On Behalf of | Mar 5, 2021 | Property Division |

Divorce is typically a time of uncertainty. It can be hard to imagine what your future will look like while transitioning out of a major relationship. Combine the changes in your personal life with the need to split your property, and it can be very hard to predict the future.

Every divorce has a unique outcome based either on marital agreements signed by the couple divorcing or state laws as interpreted by a family law judge. Some couples can also negotiate their own terms for a divorce before they file. If you don’t have a prenuptial or postnuptial agreement, what can you expect in an upcoming California divorce?

The law grants each spouse half of the community property

California uses the community property standard for splitting up the belongings and debts of spouses. Some of your property, including what you owned before you got married, gifts that you receive and any inheritances, are separate property that the courts usually won’t split up in a divorce.

Assets acquired during a marriage, income earned while married and debts accumulated during marriage are typically community property subject to division. The courts typically split every community asset and community debt evenly. However, not everything in property division is black and white.
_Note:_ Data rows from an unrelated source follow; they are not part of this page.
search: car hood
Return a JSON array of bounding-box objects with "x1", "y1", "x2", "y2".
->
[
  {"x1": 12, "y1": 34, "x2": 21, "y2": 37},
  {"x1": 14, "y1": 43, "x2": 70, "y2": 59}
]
Quasi-community property includes assets acquired in other states that would be community property in California. The courts generally split these assets like they would community property. Commingling of separate and community property might endanger the protections afforded to separate property. There may have been acts of dissipation or hidden assets that affect how the courts rule.

Although exactly predicting the outcome is impossible, you can likely estimate the results of your divorce if you understand the law and your assets well enough. Your family law attorney can provide valuable guidance.